Cave animals have evolved specialised morphological and behavioural adaptations to a dark and stable environment. When their ancestors were surface species living in continental climates, and thus adapted to annual changes from extreme cold to extreme warm periods; it is highly intriguing how adaptation to cave stable temperature took place. The phylogenetic history of the cave animal can thus help to understand the kind of adaptation process undergone in such a different environment. Here we perform a mitochondrial DNA-based phylogeny for the only Palearctic cave-restricted plecopteran species (Protonemura gevi), whose geographic range is limited to a single cave in the south of the Iberian Peninsula, also including four other Iberian and Moroccan Protonemura species and two other species from different genera as outgroup taxa. Our results indicate that P. gevi shows a genetic distance with P. culmenis being an order of magnitude lower than those with the remaining Protonemura species. Using a relaxed molecular clock, phylogeny dating suggests that their common ancestor probably lived 1.4 million years ago, i.e. during Pleistocene.

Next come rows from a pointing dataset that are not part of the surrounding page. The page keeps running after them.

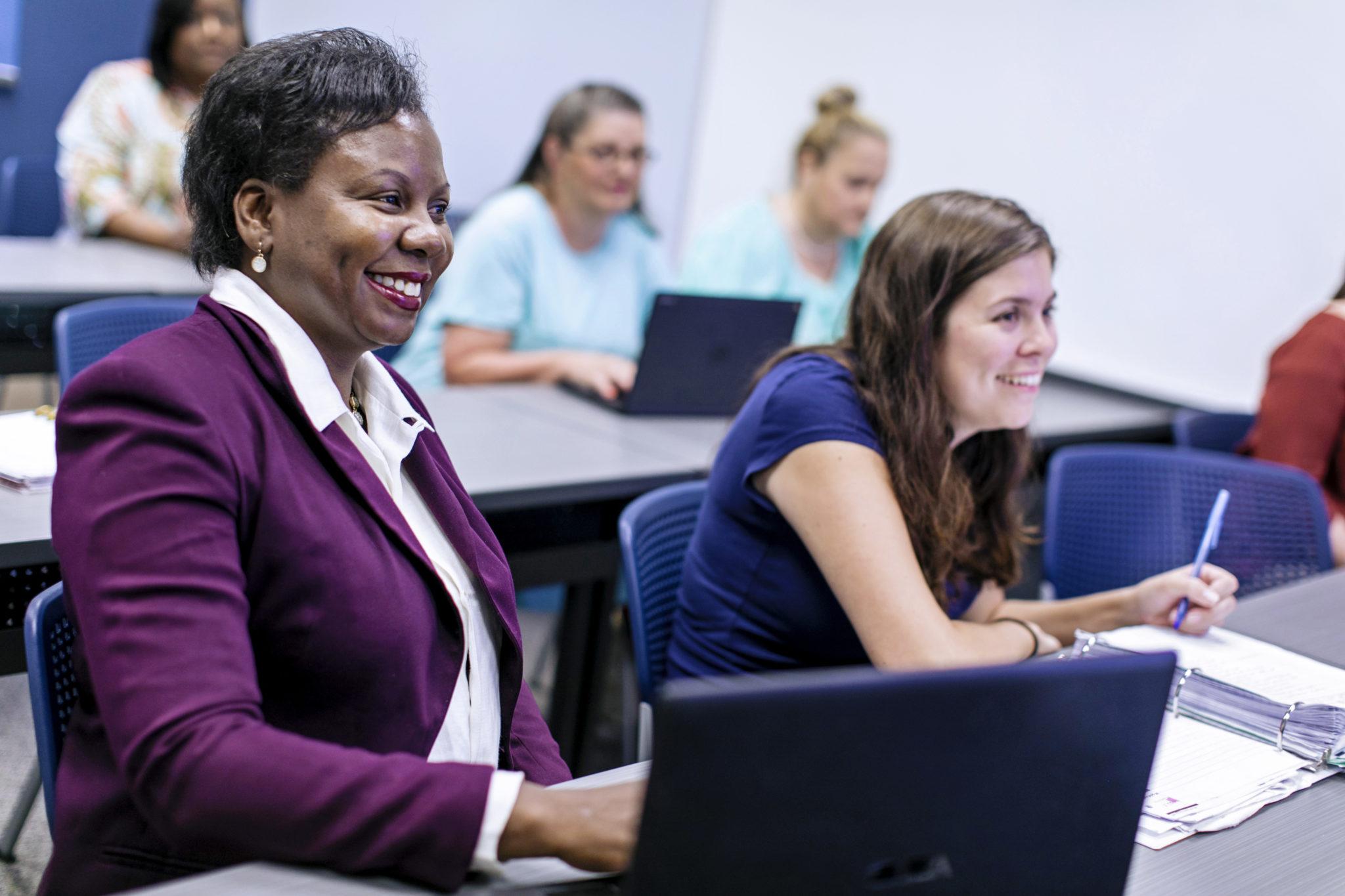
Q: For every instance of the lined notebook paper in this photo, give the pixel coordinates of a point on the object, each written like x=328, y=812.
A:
x=27, y=452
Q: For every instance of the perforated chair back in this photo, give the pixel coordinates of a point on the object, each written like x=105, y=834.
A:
x=1211, y=431
x=30, y=196
x=89, y=331
x=655, y=531
x=49, y=640
x=1116, y=513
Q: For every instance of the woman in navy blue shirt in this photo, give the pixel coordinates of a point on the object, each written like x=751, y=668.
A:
x=861, y=508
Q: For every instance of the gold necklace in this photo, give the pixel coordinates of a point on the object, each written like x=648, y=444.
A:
x=358, y=410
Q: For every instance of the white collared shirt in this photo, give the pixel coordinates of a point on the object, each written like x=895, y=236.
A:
x=471, y=729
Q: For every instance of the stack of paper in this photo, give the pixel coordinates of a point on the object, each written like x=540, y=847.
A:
x=1211, y=778
x=27, y=450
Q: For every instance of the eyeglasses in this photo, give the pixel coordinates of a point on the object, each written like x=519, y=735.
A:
x=609, y=155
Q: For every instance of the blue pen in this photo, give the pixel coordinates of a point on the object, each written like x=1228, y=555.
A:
x=1212, y=526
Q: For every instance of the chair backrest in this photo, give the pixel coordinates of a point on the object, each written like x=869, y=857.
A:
x=1211, y=431
x=655, y=531
x=1116, y=513
x=49, y=640
x=30, y=196
x=89, y=331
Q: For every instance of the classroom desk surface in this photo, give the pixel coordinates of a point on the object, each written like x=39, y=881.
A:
x=552, y=472
x=522, y=445
x=1293, y=845
x=54, y=272
x=1289, y=847
x=43, y=274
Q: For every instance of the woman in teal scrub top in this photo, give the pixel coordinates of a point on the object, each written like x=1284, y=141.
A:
x=553, y=278
x=805, y=244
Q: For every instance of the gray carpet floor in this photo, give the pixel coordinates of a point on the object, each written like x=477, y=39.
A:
x=18, y=752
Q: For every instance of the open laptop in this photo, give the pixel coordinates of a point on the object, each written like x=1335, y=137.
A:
x=1011, y=779
x=701, y=352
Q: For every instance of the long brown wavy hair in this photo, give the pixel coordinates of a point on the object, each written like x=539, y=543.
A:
x=958, y=503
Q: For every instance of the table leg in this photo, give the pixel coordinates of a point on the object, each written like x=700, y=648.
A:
x=585, y=628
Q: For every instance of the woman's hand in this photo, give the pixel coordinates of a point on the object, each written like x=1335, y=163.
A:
x=1211, y=598
x=591, y=829
x=608, y=375
x=1047, y=643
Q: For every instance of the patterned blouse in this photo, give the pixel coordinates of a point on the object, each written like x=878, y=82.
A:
x=121, y=147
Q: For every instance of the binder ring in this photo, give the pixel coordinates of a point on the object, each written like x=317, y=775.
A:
x=1181, y=683
x=1279, y=736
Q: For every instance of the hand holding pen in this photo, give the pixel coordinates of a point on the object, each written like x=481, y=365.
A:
x=1207, y=542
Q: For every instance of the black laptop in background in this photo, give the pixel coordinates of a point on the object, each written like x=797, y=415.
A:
x=701, y=352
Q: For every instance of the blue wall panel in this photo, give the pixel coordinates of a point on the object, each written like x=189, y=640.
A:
x=60, y=41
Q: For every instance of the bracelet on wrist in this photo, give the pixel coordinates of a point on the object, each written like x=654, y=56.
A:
x=1036, y=644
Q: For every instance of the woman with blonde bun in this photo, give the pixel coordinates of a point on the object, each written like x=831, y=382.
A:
x=805, y=244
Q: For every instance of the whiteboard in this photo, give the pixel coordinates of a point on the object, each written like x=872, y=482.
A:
x=494, y=69
x=1188, y=156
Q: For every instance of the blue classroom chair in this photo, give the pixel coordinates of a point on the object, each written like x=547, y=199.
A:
x=89, y=331
x=49, y=639
x=30, y=196
x=1116, y=513
x=1211, y=431
x=654, y=531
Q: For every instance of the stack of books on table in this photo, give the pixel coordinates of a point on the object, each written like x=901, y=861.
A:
x=29, y=450
x=1248, y=725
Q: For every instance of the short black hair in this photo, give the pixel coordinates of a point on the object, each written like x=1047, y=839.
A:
x=272, y=110
x=171, y=15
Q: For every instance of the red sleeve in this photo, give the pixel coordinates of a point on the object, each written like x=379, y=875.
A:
x=1302, y=410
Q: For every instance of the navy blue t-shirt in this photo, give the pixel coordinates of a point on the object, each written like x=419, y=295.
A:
x=752, y=599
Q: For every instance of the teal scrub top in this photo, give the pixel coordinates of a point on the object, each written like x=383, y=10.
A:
x=747, y=253
x=514, y=272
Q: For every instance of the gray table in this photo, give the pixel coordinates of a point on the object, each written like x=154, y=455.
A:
x=552, y=473
x=42, y=274
x=1292, y=847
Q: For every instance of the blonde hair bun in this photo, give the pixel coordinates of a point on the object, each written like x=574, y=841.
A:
x=837, y=101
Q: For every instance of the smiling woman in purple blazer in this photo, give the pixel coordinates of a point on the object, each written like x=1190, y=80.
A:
x=298, y=639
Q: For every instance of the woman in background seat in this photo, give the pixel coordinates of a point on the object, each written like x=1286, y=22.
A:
x=1301, y=419
x=807, y=242
x=861, y=508
x=120, y=140
x=556, y=276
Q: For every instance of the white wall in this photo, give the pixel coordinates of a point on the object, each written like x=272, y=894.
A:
x=1187, y=155
x=494, y=69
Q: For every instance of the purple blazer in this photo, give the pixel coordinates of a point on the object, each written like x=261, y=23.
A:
x=265, y=653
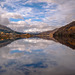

P. culmenis currently lives in the Pyrenees, so that it is conceivable that this species (or the common ancestor of both) migrated to a southern refuge during one of Pleistocene glaciations, and a few individuals remained isolated within the Siles cave managing to live in such new and different environmental conditions. We thus conclude that the peripatric origin of P. gevi was associated with Pleistocene glaciations, and that its adaptation to cave conditions was quite rapid.